Y con eso, Eren salió del carruaje sin importar que continuara moviéndose. Fue demasiado doloroso el golpe que recibió cuando prácticamente salió saltando del carruaje, pero todo eso ya no importó cuando se fue corriendo a alcanzar a su hija

Esas palabras calaron hondo es su ser.

Los guardias que lo acompañaban, salieron apresuradamente a auxiliar a Eren, pero antes de que se dieran cuenta, el castaño ya estaba totalmente lejos de ellos, abrazando a su hija.

Mientras tanto, Annie y Jean fueron a alcanzar a la destrozada niña que seguía llorando y abrazando a su padre, este permanecía de la misma manera. Encerrados en su propia burbuja de sentimientos.

—¿Porqué quieres dejarme tú también?

Eren no podía explicarle la situación, tendría que esperar. Sin embargo, podría hacerle una promesa y eso es lo que le hizo.

—Escúchame, Claennis —la niña enfocó su cristalina mirada en la de su padre —Deberás quedarte aquí con Jean y Annie un poco más. Sólo espérame y te prometo que nadie más, nunca más, te separarán de mi lado. Yo... Te lo prometo, te entregaré la libertad que tanto anhelas. Por ti, por tu madre y por todos...

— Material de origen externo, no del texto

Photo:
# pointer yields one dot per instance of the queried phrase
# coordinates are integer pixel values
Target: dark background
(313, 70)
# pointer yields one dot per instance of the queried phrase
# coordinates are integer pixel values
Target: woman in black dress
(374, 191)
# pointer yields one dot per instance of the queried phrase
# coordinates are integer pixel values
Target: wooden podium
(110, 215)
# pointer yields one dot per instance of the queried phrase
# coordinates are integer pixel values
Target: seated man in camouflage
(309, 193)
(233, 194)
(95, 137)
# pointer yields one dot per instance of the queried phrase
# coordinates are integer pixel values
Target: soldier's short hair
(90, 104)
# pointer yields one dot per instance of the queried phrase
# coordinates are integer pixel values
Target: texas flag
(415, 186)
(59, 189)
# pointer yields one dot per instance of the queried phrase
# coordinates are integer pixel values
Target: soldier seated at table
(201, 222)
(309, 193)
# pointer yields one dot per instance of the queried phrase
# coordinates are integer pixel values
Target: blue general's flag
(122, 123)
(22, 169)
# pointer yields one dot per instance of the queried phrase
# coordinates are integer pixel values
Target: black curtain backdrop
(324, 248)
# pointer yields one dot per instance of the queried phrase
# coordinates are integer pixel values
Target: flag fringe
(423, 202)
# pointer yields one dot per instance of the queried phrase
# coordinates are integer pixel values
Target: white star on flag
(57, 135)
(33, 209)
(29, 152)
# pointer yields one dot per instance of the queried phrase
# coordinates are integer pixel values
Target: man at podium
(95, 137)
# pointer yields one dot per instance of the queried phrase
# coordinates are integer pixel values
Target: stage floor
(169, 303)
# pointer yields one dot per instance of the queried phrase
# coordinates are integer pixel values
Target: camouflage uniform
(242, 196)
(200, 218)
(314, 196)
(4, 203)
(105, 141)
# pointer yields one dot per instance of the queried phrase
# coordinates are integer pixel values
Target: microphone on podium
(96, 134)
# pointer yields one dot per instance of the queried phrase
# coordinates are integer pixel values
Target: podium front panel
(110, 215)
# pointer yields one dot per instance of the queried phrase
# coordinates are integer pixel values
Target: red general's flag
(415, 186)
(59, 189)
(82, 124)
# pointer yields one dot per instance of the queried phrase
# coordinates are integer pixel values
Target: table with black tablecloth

Los ojos de su niña seguían llorosos, pero esta vez su carita era decorada por una preciosa sonrisa

Cuando Eren finalmente se despidió de su hija y encargándosela a Jean y Annie, quienes juraron protegerla, la mirada de Eren cambió y se juró a sí mismo que debía cumplir esa promesa a como de lugar, sin importar que pierda en el proceso.